# Start simple, Start linearly

The program below will mark the first RL algorithm truly implemented in this project. As such, to see if I've got the basics down, I started with a simply linear policy to learn. The algorithm contains two main parts. 

* The first is to learn a surrogate dynamics model of the environment. I personally like to think of this as the agent's belief of how the environment behaves, so the term surrogate doesn't too appropriate. A GP model will be used, with a gaussian covariance kernel. 

* The second is to use this belief of the system to learn an optimal policy. As mentioned previously, a linear policy structure will be used. Furthermore, bayesian optimisation with expected improvement will be used to find the optimal policy values. 

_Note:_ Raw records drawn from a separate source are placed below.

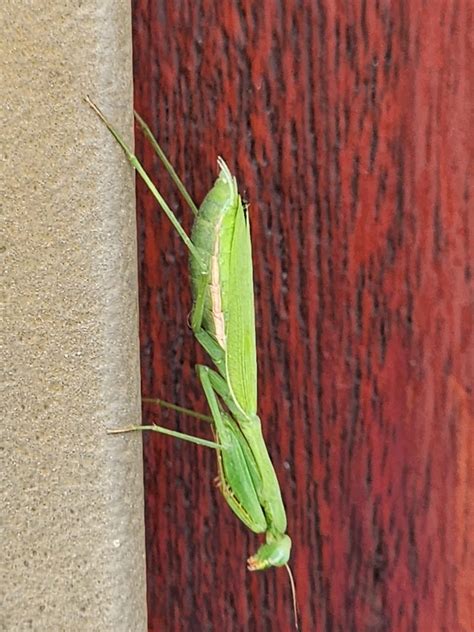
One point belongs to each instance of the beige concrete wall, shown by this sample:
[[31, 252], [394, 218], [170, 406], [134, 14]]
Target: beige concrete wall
[[72, 548]]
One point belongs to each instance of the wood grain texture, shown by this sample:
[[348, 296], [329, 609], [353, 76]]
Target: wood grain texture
[[349, 127]]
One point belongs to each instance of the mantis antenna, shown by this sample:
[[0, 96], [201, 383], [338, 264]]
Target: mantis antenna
[[293, 595]]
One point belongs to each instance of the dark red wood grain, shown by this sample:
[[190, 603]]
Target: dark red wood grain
[[349, 126]]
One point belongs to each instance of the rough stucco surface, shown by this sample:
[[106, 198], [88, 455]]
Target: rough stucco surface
[[72, 501]]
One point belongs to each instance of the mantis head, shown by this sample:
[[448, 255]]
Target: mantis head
[[275, 552]]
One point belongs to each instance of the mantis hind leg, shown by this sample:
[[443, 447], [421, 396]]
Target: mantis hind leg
[[238, 473]]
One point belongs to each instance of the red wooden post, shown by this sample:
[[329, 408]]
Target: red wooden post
[[349, 128]]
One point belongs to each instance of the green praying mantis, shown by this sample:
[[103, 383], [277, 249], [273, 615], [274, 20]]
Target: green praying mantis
[[223, 322]]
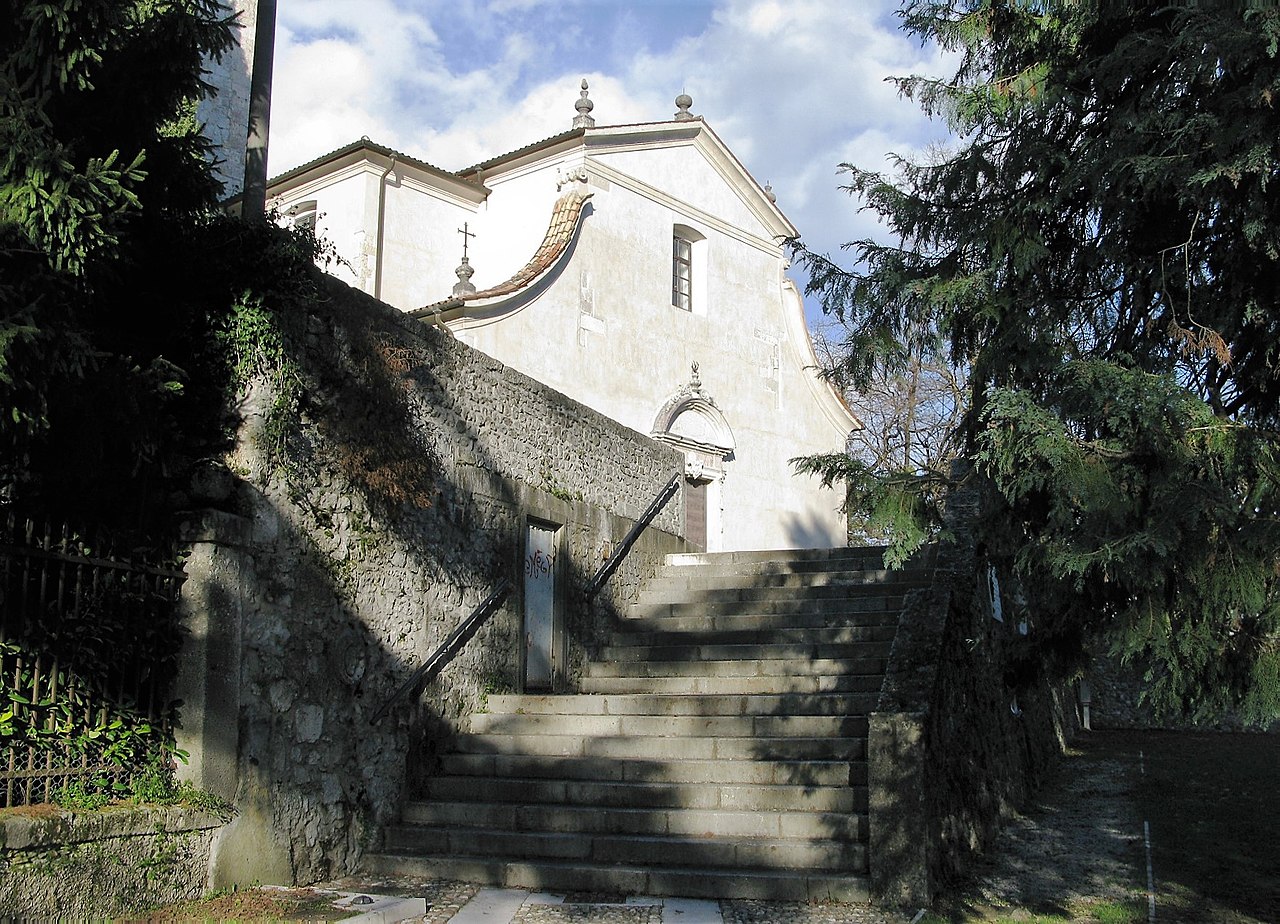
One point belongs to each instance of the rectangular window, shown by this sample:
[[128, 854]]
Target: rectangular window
[[682, 274]]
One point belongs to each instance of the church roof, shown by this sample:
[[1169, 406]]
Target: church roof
[[566, 215], [521, 151], [366, 145]]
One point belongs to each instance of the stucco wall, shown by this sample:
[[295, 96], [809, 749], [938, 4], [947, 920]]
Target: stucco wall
[[600, 326], [396, 499], [952, 748], [65, 865]]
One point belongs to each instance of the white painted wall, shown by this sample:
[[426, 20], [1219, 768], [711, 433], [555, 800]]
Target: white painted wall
[[603, 329]]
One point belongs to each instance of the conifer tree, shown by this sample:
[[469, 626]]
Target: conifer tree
[[1100, 251], [104, 182]]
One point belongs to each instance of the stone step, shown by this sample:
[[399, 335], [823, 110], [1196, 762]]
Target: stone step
[[694, 621], [791, 650], [827, 635], [682, 579], [653, 851], [684, 704], [648, 795], [760, 667], [808, 773], [844, 557], [666, 748], [835, 609], [668, 726], [595, 819], [722, 686], [754, 593], [622, 879]]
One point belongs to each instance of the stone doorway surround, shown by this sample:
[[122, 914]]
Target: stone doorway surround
[[691, 421]]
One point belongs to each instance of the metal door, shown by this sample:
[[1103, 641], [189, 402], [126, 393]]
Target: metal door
[[540, 605]]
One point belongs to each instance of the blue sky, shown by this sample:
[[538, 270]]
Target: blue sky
[[794, 87]]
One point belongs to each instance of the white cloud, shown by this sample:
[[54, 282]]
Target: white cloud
[[794, 88]]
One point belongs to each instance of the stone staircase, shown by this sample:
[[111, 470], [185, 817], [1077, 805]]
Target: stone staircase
[[717, 748]]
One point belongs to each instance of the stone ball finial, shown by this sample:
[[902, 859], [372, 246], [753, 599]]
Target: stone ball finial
[[464, 286], [584, 108]]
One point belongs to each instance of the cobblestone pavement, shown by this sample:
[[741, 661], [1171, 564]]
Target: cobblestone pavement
[[801, 913], [444, 900]]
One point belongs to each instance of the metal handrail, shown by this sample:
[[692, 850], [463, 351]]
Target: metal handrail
[[460, 636], [650, 512]]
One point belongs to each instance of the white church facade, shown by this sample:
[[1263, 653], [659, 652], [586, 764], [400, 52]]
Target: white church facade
[[638, 269]]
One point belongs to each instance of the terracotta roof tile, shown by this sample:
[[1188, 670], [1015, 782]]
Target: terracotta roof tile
[[565, 218]]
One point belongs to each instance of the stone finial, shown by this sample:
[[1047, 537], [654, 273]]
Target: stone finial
[[464, 286], [584, 108], [465, 270]]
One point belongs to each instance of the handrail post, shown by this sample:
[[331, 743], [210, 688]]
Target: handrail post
[[442, 655], [640, 525]]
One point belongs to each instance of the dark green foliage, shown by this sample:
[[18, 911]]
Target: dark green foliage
[[1101, 252], [120, 286]]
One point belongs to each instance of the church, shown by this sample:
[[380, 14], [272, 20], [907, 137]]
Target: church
[[638, 269]]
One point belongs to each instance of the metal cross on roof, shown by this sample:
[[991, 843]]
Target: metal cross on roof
[[465, 234]]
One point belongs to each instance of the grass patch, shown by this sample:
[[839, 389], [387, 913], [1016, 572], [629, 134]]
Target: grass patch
[[1101, 913], [250, 905], [1214, 808]]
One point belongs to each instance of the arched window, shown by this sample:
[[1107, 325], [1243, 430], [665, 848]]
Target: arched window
[[688, 269], [302, 214]]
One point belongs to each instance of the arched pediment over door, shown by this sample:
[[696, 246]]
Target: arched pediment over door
[[691, 422]]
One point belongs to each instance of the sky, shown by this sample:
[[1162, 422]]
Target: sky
[[794, 87]]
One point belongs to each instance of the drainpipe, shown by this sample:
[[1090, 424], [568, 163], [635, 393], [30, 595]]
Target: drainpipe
[[382, 231], [254, 199]]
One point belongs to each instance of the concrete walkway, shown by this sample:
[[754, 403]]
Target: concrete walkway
[[455, 902]]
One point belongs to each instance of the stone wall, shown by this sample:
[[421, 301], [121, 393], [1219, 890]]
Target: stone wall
[[65, 865], [1116, 701], [351, 540], [952, 745]]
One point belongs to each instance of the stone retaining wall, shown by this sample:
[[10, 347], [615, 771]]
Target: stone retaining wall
[[67, 865], [350, 543], [952, 748]]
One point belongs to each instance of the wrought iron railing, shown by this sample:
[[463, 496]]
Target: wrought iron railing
[[88, 644], [460, 636], [650, 512]]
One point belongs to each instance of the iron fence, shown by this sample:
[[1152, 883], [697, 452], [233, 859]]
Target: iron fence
[[88, 645]]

Let's see how this goes. Fingers crossed. 

In [1]:
import gym
import GPy
import GPyOpt
import numpy as np

import matplotlib.pyplot as plt
from mpl_toolkits.mplot3d import Axes3D
from matplotlib import cm

import gympy

Define the characteristics of the particular exercise. In this case, for example, the type of learning analysis will be 'Reset' since the initial state of the environment is reset for each test point. 

In [2]:
analysisType_learning = 'Reset'

Set up the gym environment and create the array definitions for  input, output and predictions. Also generate initial values for the relevant variables. 

In [3]:
env, observations, inputsNumpy, observationsNumpy, rewardsNumpy, action, predictionPDF = gympy.setupEnvironment(defaultEnvironment = 'Pendulum-v0', whichVersion = 0)
k_dynamics = GPy.kern.RBF(input_dim=4, variance=1., lengthscale=1.)
k_rewards = GPy.kern.RBF(input_dim=3, variance=1., lengthscale=1.)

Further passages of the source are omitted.